As a young artist, Loy had gravitated to small-scale genre scenes of working-class women and she had depicted weavers, hat makers and performers. In her later years, she was drawn increasingly to people who were living on the fringes of society.
“As she got older,” Conover asserts, “her art got better and better.” By the 1950s she was living on Stanton Street in Manhattan and had trained her lens on her neighbors in The Bowery. She was crafting multidimensional constructions from humble materials which belied the extraordinary care with which she captured the nuanced personalities of her subjects. One can’t help but leave with food for thought, after encountering her “Christ on a Clothesline,” or her portrayal of her neighbors, splayed out like specimens on a concrete slab in the work she titled, “Communal Cot.”
When the Stanton Street constructions were finally exhibited in 1959, it was thanks to the intervention of Duchamp, Julien Levy and David Mann, an art dealer.
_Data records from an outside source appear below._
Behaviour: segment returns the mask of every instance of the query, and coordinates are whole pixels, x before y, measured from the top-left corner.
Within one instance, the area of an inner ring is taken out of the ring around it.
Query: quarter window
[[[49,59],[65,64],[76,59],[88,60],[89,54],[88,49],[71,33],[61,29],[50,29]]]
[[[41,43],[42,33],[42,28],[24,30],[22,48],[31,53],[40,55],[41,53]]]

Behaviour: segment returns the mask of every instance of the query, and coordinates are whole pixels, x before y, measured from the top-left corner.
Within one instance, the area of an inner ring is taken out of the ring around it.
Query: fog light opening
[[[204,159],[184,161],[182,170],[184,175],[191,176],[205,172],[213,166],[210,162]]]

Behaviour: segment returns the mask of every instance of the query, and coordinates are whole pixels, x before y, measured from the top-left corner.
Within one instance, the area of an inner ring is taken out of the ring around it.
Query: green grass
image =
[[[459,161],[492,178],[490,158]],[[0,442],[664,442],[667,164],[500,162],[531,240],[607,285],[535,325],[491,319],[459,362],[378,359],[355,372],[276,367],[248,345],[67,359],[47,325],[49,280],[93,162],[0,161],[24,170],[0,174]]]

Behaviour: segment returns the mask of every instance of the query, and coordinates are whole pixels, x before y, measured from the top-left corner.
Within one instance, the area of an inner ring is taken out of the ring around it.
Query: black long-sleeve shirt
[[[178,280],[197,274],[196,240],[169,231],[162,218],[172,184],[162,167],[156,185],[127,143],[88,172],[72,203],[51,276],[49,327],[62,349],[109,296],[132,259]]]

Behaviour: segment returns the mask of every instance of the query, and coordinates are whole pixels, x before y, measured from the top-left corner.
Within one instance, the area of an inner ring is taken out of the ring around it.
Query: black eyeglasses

For the invitation card Duchamp wrote: “Mina’s Poems A 2½ Dimensions: Hauts-Reliefs and Bas-Fronds, Inc., Duchamp (Admiravit).” Marveling at these visual poems poised between two and three dimensions, Duchamp played on the technical terms for sculpture in high or low relief to allude to other dimensions of high and low — implying the marriage of spiritual elevation and the depths of human existence.
In her final years, Loy’s now-grown daughters had spirited her away to Aspen, where she somewhat reluctantly lived and worked right up until her death in 1966. Three late works — “Prospector I” (1954) and “Prospector II” (1954) and “Sander Gear” (1955) evoke the region’s mining history. And the works themselves anticipate the arrival of Pop art and conceptualism. “She made art from trash long before dumpster diving was a thing and multimedia was a term,” Conover said.
Gross writes, “While literary historians have embraced the breadth and force of her written work, art historians have yet to fully acknowledge the modern marvel that was Mina Loy. Her omnivorous creativity defied categorization, and her superlative, complex persona deflected focus. The artist Mina Loy was at once a shooting star, a lunar beacon and a constellation all to herself.”